An open letter to Matt Haig

Hello Matt.

You don’t know me, but we have some things in common. We both come from the same region, we’re both writers and we both suffer from depression. There the similarities end because while you’re very successful by any metric you care to apply, I’m not and my mental illness has made me make some decisions and do things I might not have done if I was well. And I’m also very stubborn, as well.

The reason why I’m writing this is that I saw you being traduced on social media earlier today and I saw you getting hurt by that, too. It’s upsetting to see someone whose work you like and consider to be important being attacked by people who perhaps not might realise that ‘Matt Haig’ is an actual person and not just a brand who they can shout at with impunity. You feel pain, anger and the full range of emotions.

What I want you to realise is this. Twitter might look like the real world and can sometimes be a useful platform for activism – Black Lives Matter comes to mind – but it’s an abstraction. It’s easy to find yourself articulating things that you’d never, ever say to someone’s face and maintaining positions that you don’t believe in purely because you’re having a bad day or you’re too proud to admit your error.

And unlike real, human interaction, apology is disincentivised. You can’t see that you’ve hurt someone or upset them, so you carry on, often falling in love with what it suits you to believe is your own lacerating wit as you occupy what you believe is the moral high ground. I’m guilty of this. I have been in the past and despite my stated aim that I’ll block rather than argue, I know that I’ll be so again.

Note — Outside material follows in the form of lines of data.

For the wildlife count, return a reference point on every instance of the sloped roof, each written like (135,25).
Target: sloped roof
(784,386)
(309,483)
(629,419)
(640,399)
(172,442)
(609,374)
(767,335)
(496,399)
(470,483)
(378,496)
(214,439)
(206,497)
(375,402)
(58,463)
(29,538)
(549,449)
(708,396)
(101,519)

One of the things I do is volunteer as a Street Pastor. The job is about helping people who have drugged or drunk to excess, reaching out to the homeless and generally trying to make people’s lives an easier, more caring place for the duration that you’re on the streets. While I’ve been doing this, and often while someone is being sick over my shoes, I’ve been called a cunt, had people laugh at me openly and mock me.

At first, this hurt. I was trying to help and I didn’t deserve that reaction from anyone. But in time, it ceased to matter. It takes about half a second to call someone a cunt, which isn’t much to me at all, but the person who referred to me in those terms has to go on being them for the rest of their lives and I don’t know about you, but that isn’t a place I’d like to be. Equally, the people we help are glad of us, as I know because they’ve said ‘thanks’ weeks later, and that’s much more enduring than a shouted expletive.

Posting a picture of me on Twitter wearing a ‘No More Page Three’ t-shirt got me called a ‘mangina’ a ‘femtard’ and all manner of other things. Describing myself as a feminist ally has similarly wound people up to distraction. No matter. For each person who hates me, there’s another who agrees, and I’ve met some of the finest people in the world by being honest about who I am and what I think. The ones who hate me simply don’t matter and carry no weight. They can’t. Living a life that they would have me live would mean being mean-spirited, fearful and perpetually afraid.

What I’m trying to say is that some people will always hate you, no matter who you are and what you do, because Twitter and modern life make hate an easy default. And it doesn’t matter in the slightest. You will wake tomorrow and have tea and toast, look at the sea and perhaps do some writing or something else that you love. The people so consumed by hate that they had to abuse you will wake up trapped in their own bodies and have to make the best of it. I know who I’d rather be.